Reducing and stopping improper payments is one of several programmatic risks agencies must address.
Traditionally, OMB has pressed agencies to focus on financial risks through Circular A-123.
Mader said the administration will update the document later this year to take a more holistic view of risk management. Along with A-123, OMB is preparing new guidance to give agencies a framework to measure and mitigate all kinds of risks later this calendar year
“We’ve done an inventory of who has risk officers. What’s interesting is when you look at across the landscape and you see the different organizations who have risk officers, they put them in place for different reasons and when you look at the scope, they have different scopes,” he said. “One of the things we want to recognize, every department and every bureau is unique. I don’t think when we are dealing with risk we want to have a one-size-fits-all cookie cutter and mandate everybody needs to have a risk officer.

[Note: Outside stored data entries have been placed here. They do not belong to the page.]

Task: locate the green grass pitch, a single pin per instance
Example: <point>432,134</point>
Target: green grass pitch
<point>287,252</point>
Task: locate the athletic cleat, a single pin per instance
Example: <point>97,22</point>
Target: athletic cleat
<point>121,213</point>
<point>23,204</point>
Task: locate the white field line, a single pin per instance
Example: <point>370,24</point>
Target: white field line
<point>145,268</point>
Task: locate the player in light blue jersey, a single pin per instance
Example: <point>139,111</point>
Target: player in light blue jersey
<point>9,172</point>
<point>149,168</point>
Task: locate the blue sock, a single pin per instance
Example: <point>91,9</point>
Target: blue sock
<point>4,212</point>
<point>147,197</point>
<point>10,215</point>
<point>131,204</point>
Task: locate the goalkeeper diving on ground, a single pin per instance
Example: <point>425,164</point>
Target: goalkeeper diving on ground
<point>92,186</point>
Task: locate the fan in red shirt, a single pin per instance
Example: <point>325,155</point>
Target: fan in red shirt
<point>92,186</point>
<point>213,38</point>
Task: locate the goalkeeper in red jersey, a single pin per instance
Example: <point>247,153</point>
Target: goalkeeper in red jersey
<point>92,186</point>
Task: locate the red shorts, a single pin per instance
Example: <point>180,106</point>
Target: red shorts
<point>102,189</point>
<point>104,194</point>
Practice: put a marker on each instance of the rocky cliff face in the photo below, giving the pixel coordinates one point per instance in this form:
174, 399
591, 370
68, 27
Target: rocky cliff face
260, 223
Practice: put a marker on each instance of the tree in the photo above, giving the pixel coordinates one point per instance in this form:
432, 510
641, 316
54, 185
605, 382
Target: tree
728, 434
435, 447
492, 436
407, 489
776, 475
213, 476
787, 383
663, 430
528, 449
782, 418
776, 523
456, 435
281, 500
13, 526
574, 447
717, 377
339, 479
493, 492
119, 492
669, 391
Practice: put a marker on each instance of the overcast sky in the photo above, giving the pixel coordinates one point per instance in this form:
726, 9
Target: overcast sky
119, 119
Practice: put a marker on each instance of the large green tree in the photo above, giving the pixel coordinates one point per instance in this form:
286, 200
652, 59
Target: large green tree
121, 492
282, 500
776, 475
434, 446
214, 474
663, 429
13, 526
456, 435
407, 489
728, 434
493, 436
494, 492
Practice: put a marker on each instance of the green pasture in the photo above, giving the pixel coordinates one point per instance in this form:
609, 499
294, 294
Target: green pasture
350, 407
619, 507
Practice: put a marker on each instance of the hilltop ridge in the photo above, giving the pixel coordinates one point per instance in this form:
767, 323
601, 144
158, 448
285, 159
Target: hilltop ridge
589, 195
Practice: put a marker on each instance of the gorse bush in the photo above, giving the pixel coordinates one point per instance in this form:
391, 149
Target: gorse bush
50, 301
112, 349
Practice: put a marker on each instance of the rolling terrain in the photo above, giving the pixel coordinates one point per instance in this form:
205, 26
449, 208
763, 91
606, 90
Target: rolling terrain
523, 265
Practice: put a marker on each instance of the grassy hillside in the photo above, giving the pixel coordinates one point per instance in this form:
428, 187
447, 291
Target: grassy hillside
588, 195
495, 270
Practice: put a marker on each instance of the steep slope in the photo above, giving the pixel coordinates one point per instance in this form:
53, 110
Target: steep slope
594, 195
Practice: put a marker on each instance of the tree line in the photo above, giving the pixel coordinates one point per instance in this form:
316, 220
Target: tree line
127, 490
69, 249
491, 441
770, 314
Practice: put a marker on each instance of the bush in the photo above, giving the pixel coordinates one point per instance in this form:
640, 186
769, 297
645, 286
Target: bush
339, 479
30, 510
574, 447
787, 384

I think we need to leave it to the secretary and the deputy secretary to assess their particular situation against this framework and say, ‘for me in department X, it makes sense to have this kind of structure and that kind of structure would be focused on the following things.'”
Mader said OMB’s goal with this guidance is for every agency to identify risks and creating mitigation plans.
“We are still exploring how we will roll this out,” he said. “I just want to give departments the flexibility to apply these principles in a way that makes sense. Sometimes if you just say, ‘You have to have this,’ I’m not sure it will meet the needs of a particular department.”